Hi,
Let say I already have a DoFn<InputT, OutputT> subclass MyFn from some
InputT and OutputT in my dataflow code library and I am writing a pipeline
that deals with KV<K, InputT> elements and I would like to MyFn to those
elements. I'd like to minimise boilerplate so I'm tempted to write a
composite transform or combinator that applies a DoFn to the values in a KV.

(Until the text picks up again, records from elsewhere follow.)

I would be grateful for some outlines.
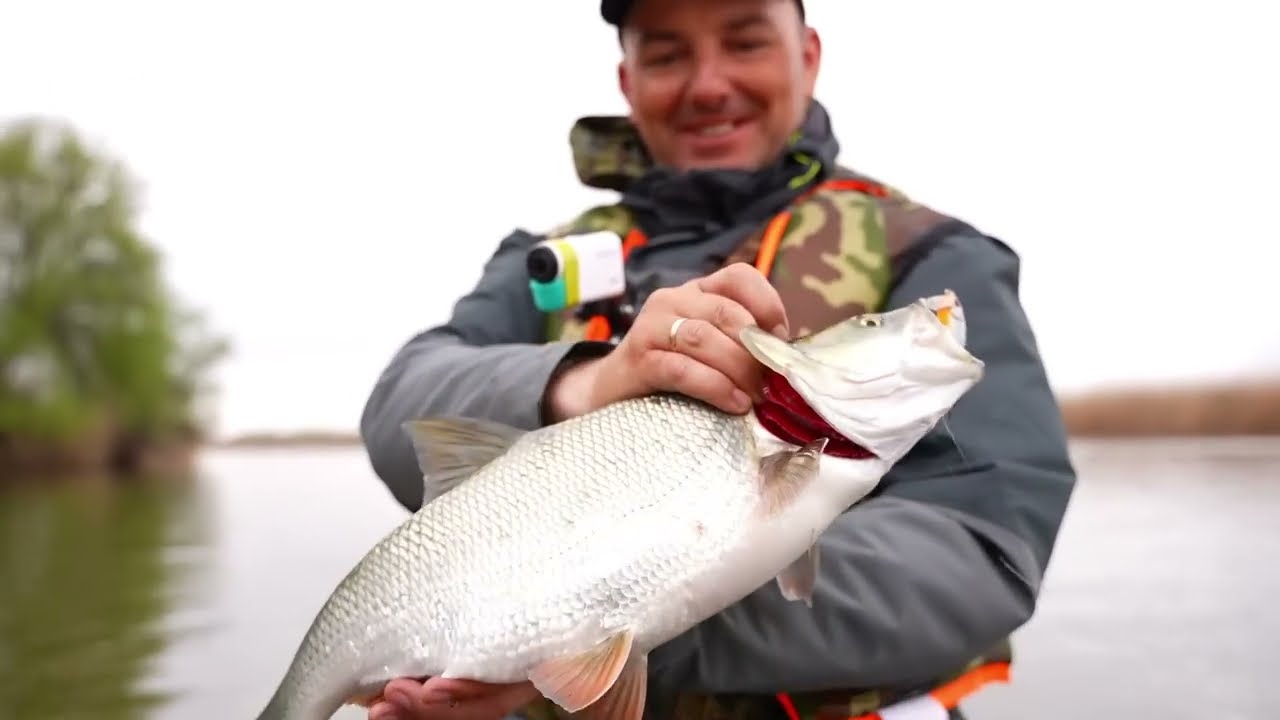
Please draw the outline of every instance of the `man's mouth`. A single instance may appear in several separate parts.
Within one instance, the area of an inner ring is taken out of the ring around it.
[[[747,118],[717,119],[715,122],[685,125],[681,131],[698,139],[715,140],[726,137],[748,122]]]
[[[733,132],[734,128],[736,127],[738,127],[738,123],[735,123],[734,121],[729,120],[727,122],[716,123],[715,125],[704,125],[703,127],[698,128],[696,131],[694,131],[694,134],[696,134],[698,137],[710,137],[710,138],[720,137],[722,135],[728,135],[729,133]]]

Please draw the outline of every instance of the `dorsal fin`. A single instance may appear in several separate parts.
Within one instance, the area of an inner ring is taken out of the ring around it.
[[[505,453],[525,431],[492,420],[432,418],[402,426],[422,470],[422,504],[449,492]]]

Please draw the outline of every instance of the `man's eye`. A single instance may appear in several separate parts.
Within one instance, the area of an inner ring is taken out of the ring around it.
[[[660,65],[670,65],[680,59],[680,49],[669,47],[662,49],[652,49],[640,56],[641,64],[654,67]]]

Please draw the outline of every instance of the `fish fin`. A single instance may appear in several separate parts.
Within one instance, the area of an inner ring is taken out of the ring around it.
[[[631,656],[634,637],[623,630],[584,652],[541,662],[529,671],[529,681],[551,702],[578,712],[613,687]]]
[[[791,504],[818,474],[827,439],[820,437],[796,450],[780,450],[760,460],[760,510],[772,516]]]
[[[818,545],[809,546],[803,555],[778,574],[778,589],[782,597],[801,600],[813,607],[813,586],[818,582]]]
[[[457,487],[525,434],[510,425],[474,418],[410,420],[402,427],[413,441],[428,499]]]
[[[649,689],[649,656],[637,653],[627,659],[618,679],[599,700],[573,714],[574,720],[641,720]]]

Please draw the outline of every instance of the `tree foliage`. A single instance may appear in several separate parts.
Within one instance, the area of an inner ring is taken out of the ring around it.
[[[167,289],[120,163],[65,125],[0,134],[0,437],[198,433],[228,350]]]

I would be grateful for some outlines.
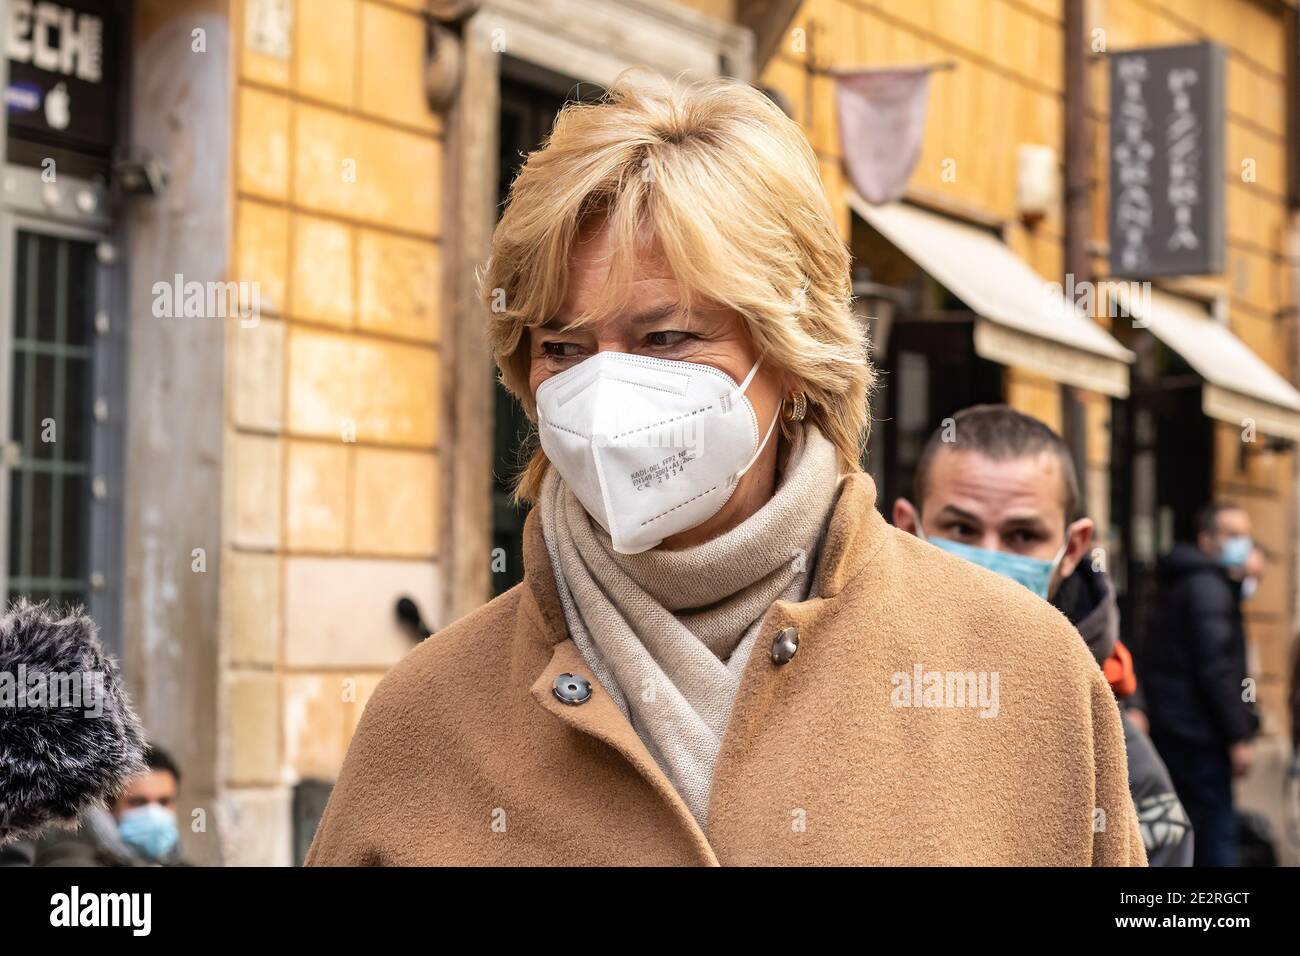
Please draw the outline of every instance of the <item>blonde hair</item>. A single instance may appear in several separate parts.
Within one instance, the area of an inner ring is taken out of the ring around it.
[[[682,288],[745,319],[765,362],[808,396],[808,417],[860,467],[874,371],[851,309],[848,249],[802,130],[767,96],[717,79],[672,84],[625,71],[598,101],[560,112],[510,188],[479,275],[501,380],[536,420],[527,330],[553,319],[573,245],[589,221],[610,229],[609,273],[574,325],[626,306],[638,252],[660,250]],[[534,500],[540,448],[515,496]]]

The trouble is the output of DoFn is only accessible if the context is
somehow extended to make the output accessible and in any case the context
is normally created by the DoFnRunner. The DoFn.ProcessContext is somewhat
broad since it requires various concerns to implemented such as sideInputs,
sideOutputs and windowing, which may not always be being used. There's also
no 'Adapter' abstract ProcessContext class of default method
implementations. This sets off alarm bells that perhaps I am going down the
wrong route.
So my question is how sensible is it write some kind of combinator for DoFn
instances?
To give some idea of what the combinator might look like here is a sketch
implementation:
public class ApplyToValues<K, InputT, OutputT> extends
PTransform<PCollection<KV<K, InputT>>, PCollection<KV<K, OutputT>>> {
private DoFn<KV<K,InputT>, KV<K,OutputT>> fun;
private class WrapperDoFn extends DoFn<KV<K,InputT>, KV<K,OutputT>> {
class WrapperContext extends DoFn<KV<K,InputT>,
KV<K,OutputT>>.ProcessContext {
private KV<K, OutputT> output;
public WrapperContext(DoFn<KV<K,InputT>,
KV<K,OutputT>>.ProcessContext inner) {
}
// override abstract methods
public KV<K,OutputT> getOutput() {
return output;
}
}
@Override
public void processElement(ProcessContext c) throws Exception {
WrapperContext wrapperContext = new WrapperContext(c);
fun.processElement(wrapperContext);
c.output(wrapperContext.getOutput());
}
}
public ApplyToValues(DoFn<KV<K,InputT>, KV<K,OutputT>> fun) {
this.fun = fun;
}
@Override
public PCollection<KV<K, OutputT>> apply(PCollection<KV<K, InputT>>
input) {
input.apply(ParDo.of(new WrapperDoFn()));
}
}
usage:
PCollection<KV<String, String>> pairsWithValuesInCaps =
stringPairs.apply(new ApplyToValues(new ToUpperCaseDoFn());
There's already a lot there, excluding all the abstract methods that you
would have to implement for ProcessContext. So I guess I should probably
stick with the boilerplate! Even so I curious to know what people think on
this list. Perhaps it is better to structure reusable element processors as
SerializableFunctions? I'm not sure.
Thanks,
Frank